The PlayStation manufacturer said net profit dropped 14.9 percent to 340 billion yen ($3.12 billion) for April-September, and tipped annual net profits of 540 billion yen, compared with an earlier 500 billion yen forecast.
The company said it saw sales jump in the image-sensor sector, thanks to a growth in demand due to mobile phones.
“We think the demand will continue to grow also for the next fiscal year with the increase of smart phones with multiple lenses and large-sized sensors,” CFO Hiroki Totoki said.
Hideki Yasuda, an analyst at Ace Research Institute in Tokyo, also said before the results were announced that “demand for image sensors is expected to grow further” due to the reasons Totoki explained.
“Sales of image sensors remain strong,” Yasuda told AFP.
Sony currently operates four image sensor plants in Japan and is looking to increase production capacity by March 2021.
“In order to respond to the demand after March 2021, we decided to invest in steps into the construction of a new plant in Nagasaki” in southern Japan, Totoki said.
Music biz up
Last week, the CEO of US hedge fund Third Point, which holds a key stake in the Japanese conglomerate, reportedly expressed frustration at Sony’s rejection of a proposal to spin off its semiconductor operations including image sensors.

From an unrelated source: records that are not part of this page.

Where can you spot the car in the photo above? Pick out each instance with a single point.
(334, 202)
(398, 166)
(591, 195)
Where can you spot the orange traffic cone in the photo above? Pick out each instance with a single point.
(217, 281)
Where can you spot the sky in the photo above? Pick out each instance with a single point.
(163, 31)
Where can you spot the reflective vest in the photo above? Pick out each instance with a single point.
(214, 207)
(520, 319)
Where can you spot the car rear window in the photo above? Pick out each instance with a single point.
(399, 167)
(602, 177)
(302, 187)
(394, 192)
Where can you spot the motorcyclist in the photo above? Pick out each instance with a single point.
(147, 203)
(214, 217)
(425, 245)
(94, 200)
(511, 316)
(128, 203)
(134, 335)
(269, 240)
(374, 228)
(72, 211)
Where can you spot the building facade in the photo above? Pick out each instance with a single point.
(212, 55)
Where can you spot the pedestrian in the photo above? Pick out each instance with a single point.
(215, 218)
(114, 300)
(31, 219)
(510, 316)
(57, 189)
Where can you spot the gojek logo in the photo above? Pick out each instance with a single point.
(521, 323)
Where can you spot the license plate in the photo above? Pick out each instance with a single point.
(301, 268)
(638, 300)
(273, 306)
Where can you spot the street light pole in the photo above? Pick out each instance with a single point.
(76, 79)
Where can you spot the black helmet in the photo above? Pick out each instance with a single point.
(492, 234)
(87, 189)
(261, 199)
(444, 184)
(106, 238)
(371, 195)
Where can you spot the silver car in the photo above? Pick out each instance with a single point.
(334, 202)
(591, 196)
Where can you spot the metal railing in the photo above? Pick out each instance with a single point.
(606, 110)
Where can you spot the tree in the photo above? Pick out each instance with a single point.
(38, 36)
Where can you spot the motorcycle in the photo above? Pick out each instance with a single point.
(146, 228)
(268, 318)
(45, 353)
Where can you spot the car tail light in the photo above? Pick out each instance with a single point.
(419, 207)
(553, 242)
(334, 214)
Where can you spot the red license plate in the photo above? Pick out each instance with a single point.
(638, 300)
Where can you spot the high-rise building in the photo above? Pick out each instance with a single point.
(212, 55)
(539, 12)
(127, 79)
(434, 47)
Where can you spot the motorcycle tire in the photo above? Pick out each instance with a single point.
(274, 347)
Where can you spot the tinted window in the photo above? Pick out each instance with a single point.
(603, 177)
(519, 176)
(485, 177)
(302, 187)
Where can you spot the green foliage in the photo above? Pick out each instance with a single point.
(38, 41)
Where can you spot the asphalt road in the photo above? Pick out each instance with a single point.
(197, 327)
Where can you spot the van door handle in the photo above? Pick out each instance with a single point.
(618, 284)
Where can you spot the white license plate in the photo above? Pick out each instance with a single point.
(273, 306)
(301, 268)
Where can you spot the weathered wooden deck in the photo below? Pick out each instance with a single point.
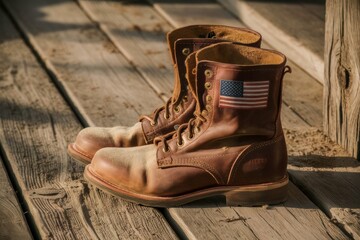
(68, 64)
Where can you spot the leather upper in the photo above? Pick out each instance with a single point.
(222, 146)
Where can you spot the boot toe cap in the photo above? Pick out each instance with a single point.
(91, 139)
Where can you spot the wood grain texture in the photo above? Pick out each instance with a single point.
(12, 222)
(342, 74)
(282, 25)
(204, 223)
(90, 69)
(36, 125)
(328, 174)
(140, 34)
(298, 218)
(301, 94)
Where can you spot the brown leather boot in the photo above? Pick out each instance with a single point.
(234, 146)
(178, 109)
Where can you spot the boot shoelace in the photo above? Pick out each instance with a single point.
(167, 107)
(192, 126)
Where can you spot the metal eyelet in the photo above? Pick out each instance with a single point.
(177, 109)
(186, 51)
(208, 108)
(189, 136)
(208, 85)
(197, 130)
(208, 73)
(204, 112)
(180, 145)
(208, 98)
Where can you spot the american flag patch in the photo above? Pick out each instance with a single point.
(243, 94)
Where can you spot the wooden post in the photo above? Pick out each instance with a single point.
(342, 74)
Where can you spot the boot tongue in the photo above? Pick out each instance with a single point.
(183, 48)
(193, 80)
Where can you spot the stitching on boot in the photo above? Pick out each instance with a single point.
(249, 150)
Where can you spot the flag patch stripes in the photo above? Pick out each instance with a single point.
(243, 94)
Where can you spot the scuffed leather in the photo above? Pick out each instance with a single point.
(233, 147)
(91, 139)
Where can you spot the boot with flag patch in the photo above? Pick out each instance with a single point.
(233, 147)
(178, 109)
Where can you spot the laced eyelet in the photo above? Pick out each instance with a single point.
(208, 73)
(208, 108)
(186, 51)
(208, 85)
(177, 109)
(180, 145)
(197, 130)
(190, 136)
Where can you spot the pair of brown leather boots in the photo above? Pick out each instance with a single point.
(219, 134)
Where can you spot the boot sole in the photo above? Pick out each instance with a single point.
(249, 195)
(77, 155)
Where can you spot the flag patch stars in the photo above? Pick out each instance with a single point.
(243, 94)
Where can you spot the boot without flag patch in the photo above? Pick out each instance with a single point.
(243, 94)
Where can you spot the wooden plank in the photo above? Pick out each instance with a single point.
(326, 173)
(36, 125)
(139, 34)
(198, 223)
(12, 221)
(84, 61)
(303, 95)
(298, 218)
(282, 25)
(342, 74)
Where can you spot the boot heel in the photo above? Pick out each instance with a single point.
(263, 194)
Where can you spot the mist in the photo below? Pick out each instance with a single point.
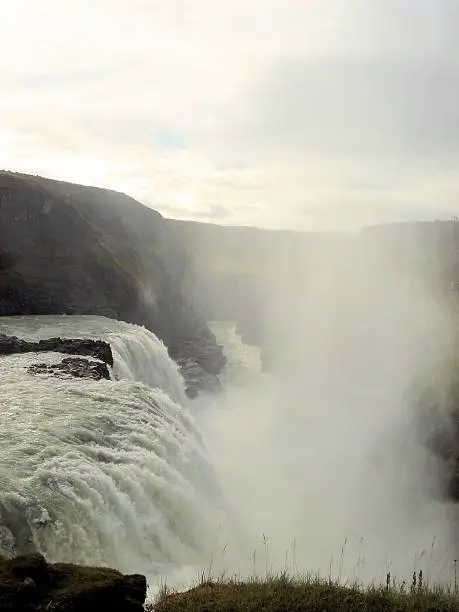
(325, 456)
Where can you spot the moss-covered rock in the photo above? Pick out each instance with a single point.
(29, 584)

Sales for Sony’s music business rose, the firm said Wednesday, helped by its integration of EMI Music Publishing and an increase in streaming revenues.
“The streaming business is enjoying high sales growth,” the CFO said, adding that sales for the movie sector were brisk.
“‘Spider-Man: Far From Home,’ which became Sony’s record smash hit movie by earning more than $1.1 billion at the international box office, contributed to the movie sales.”
Sony’s half-year sales dipped 2.1 percent to 4.04 trillion yen while operating profit jumped 17.3 percent to 510 billion yen.
Sony has spent years struggling to recover from deep financial trouble, a process that entailed aggressive restructuring, the loss of thousands of jobs and the sale of business units and assets.
It has seen a slowdown in its games and network businesses, and has said it expects revenue from the core sector to sag owing to a continued fall in game hardware sales, and the cost of developing a next-generation console.
In the six-month period, the company posted a drop in sales for the sector, citing a decline in both software and PlayStation 4 hardware sales.
“Sales of PS4 consoles, which had spearheaded the company’s recovery, are slowing down further as users’ interest is now shifting to PS5,” Yasuda said.
“Sales of its electronics products remain weak due to tough competition in the global market,” he added.
The firm said earlier this month its next-generation PlayStation 5 console, which will be equipped with new immersive features, would launch for the 2020 holiday season.